Foi revelado esta segunda-feira que uma tradutora do FBI viajou para a Síria em 2014 para casar com um combatente e recrutador do Daesh que investigava na altura, tendo regressado apenas dois meses depois aos EUA, onde foi detida e, após colaboração com as autoridades, libertada passados dois anos.

Segundo uma investigação da CNN, baseada em documentação judicial entretanto tornada pública, Daniela Greene, tradutora e linguista do FBI, mentiu à agência, informando que iria viajar até à Alemanha para visitar os pais. Na verdade, dirigiu-se à Síria para casar com um militante jihadista que, em tempos, foi um rapper relativamente conhecido em terras germânicas.

Esta história nunca tinha sido divulgada, e expõe uma grave falha nos serviços de informação e de segurança norte-americanos.
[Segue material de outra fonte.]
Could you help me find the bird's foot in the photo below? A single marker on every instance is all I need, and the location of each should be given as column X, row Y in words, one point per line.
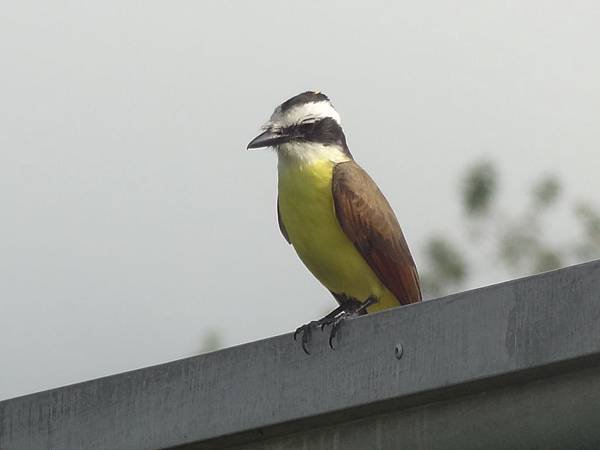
column 335, row 319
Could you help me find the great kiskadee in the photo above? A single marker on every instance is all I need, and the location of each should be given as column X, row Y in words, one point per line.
column 334, row 215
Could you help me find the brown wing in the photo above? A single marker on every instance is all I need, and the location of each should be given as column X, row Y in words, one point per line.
column 368, row 220
column 281, row 225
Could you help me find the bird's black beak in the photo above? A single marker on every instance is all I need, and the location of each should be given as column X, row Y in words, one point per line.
column 268, row 139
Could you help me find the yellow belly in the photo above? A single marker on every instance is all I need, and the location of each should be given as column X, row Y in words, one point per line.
column 308, row 214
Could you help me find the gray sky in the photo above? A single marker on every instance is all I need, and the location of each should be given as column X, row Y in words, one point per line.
column 133, row 220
Mais do que isso, levanta questões sobre a possibilidade de Greene ter recebido um tratamento privilegiado por parte do Departamento de Justiça, uma vez que foi julgada por ofensas menores, recebendo uma sentença mais leve em troca de colaboração com as autoridades. Mas já houve casos em que até tentativas falhadas de viagem para a Síria mereceram sentenças bem mais duras, o que é desmentido à CNN por um funcionário do Departamento de Justiça sem dar, no entanto, exemplos práticos.

O FBI enviou um comunicado à CNN sobre o caso, explicando que a agência tomou “vários passos em diferentes áreas para identificar e reduzir as vulnerabilidades de segurança”. No entanto, os especialistas ouvidos pela CNN dizem que o episódio é um enorme embaraço para o FBI. E uma das razões para o ser, dizem os analistas, é o facto de a viagem de Greene aparentar ter sido altamente planeada e coordenada, isto porque, um estrangeiro, principalmente uma mulher norte-americana que entre em território sírio controlado pelo Daesh, enfrenta um sério risco de vida. O que não aconteceu no caso da funcionária do FBI, que parece ter entrado na Síria sem quaisquer problemas.

Para além disso, diz a CNN, o homem com quem Greene casou não era um jihadista qualquer. Denis Cuspert, um rapper alemão que se radicalizou até se juntar às fileiras do Estado Islâmico, foi ganhando influência no grupo até se tornar um importante recrutador online e um combatente no terreno, entrando no radar das autoridades em dois continentes.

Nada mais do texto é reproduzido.